Bóka: Ukraine will get 366 billion euros from next seven-year EU budget

Budapest Times6 days ago
It is unprecedented that budgetary planning in the European Union should focus not on member states or European citizens but on the interests of an "external entity," János Bóka said.
János Bóka, the EU affairs minister, said on public radio Sunday morning that Ukraine will get 366 billion euros from the next seven-year budget of the European Union, according to the calculations of Hungary's government, that is to say every fifth euro paid into the budget by European taxpayers will end up, directly or indirectly, in Ukraine.
On the EUR 2,000 billion EU budget framework, Bóka said a 100 billion euro fund is earmarked as direct support for Ukraine, but the country will also benefit from the EU's defence industry spending, the European Peace Facility, weapons purchase funds as well as the Erasmus, Horizon and cross-border cooperation programmes, he said.
It is unprecedented that budgetary planning in the European Union should focus not on member states or European citizens but on the interests of an 'external entity,' the minister said.
According to the Commission's plans, the common agricultural policy fund and the cohesion funds would be replaced by uniform national plans, which would include agricultural funds and cohesion funds as well as home affairs funds, Bóka said.
The sum of these funds would amount to less than half of the total budget in the next seven years as compared to two-thirds in the current budget, he added.

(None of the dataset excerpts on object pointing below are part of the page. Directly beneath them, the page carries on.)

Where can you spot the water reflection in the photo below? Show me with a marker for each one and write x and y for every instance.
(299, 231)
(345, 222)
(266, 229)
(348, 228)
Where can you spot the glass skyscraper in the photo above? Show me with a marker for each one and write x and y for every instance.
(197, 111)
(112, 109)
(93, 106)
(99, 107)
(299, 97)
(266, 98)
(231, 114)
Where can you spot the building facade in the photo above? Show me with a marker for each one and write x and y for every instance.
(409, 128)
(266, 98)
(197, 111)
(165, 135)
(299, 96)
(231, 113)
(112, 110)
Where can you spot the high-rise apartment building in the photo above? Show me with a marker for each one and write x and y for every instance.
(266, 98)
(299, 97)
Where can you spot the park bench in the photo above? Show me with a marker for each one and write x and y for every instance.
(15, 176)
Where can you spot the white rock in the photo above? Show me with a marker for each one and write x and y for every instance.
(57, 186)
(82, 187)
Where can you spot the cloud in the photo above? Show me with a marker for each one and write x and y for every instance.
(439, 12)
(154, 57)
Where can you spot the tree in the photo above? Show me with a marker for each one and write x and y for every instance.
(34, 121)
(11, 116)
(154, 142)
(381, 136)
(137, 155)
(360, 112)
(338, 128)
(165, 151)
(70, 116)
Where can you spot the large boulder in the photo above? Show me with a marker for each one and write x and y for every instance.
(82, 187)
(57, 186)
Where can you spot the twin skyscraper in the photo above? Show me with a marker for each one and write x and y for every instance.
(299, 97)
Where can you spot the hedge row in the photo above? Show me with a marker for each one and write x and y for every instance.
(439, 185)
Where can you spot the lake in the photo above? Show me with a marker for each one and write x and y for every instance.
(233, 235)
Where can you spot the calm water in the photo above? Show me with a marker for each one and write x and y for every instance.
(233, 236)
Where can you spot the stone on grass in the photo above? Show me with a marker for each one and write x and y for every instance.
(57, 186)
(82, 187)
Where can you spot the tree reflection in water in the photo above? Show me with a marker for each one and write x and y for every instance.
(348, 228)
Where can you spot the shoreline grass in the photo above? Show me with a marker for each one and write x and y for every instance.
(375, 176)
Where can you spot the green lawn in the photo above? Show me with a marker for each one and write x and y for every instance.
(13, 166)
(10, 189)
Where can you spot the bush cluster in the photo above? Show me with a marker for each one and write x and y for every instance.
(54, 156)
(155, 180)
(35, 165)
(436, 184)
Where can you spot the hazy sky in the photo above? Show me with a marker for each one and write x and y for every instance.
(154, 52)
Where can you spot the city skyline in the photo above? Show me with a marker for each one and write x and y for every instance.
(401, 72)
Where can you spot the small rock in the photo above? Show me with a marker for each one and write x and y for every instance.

Agricultural and cohesion funds will be the biggest losers of the new budget, of which Hungary has been a prominent beneficiary, Bóka said, adding that these funds would be tied to the adoption of a so-called national plan.
The national plan would include measures by member states similar to the current recovery fund reform plan, that is to say, the commission would expect alignment on political issues, and if this does not happen, the member states concerned will not have access to the funds at all, he said.
'Our experience is that this conditionality has been used by the Commission to exert political and ideological pressure, and we have no reason to doubt that this will continue to be the case in the future,' Bóka said.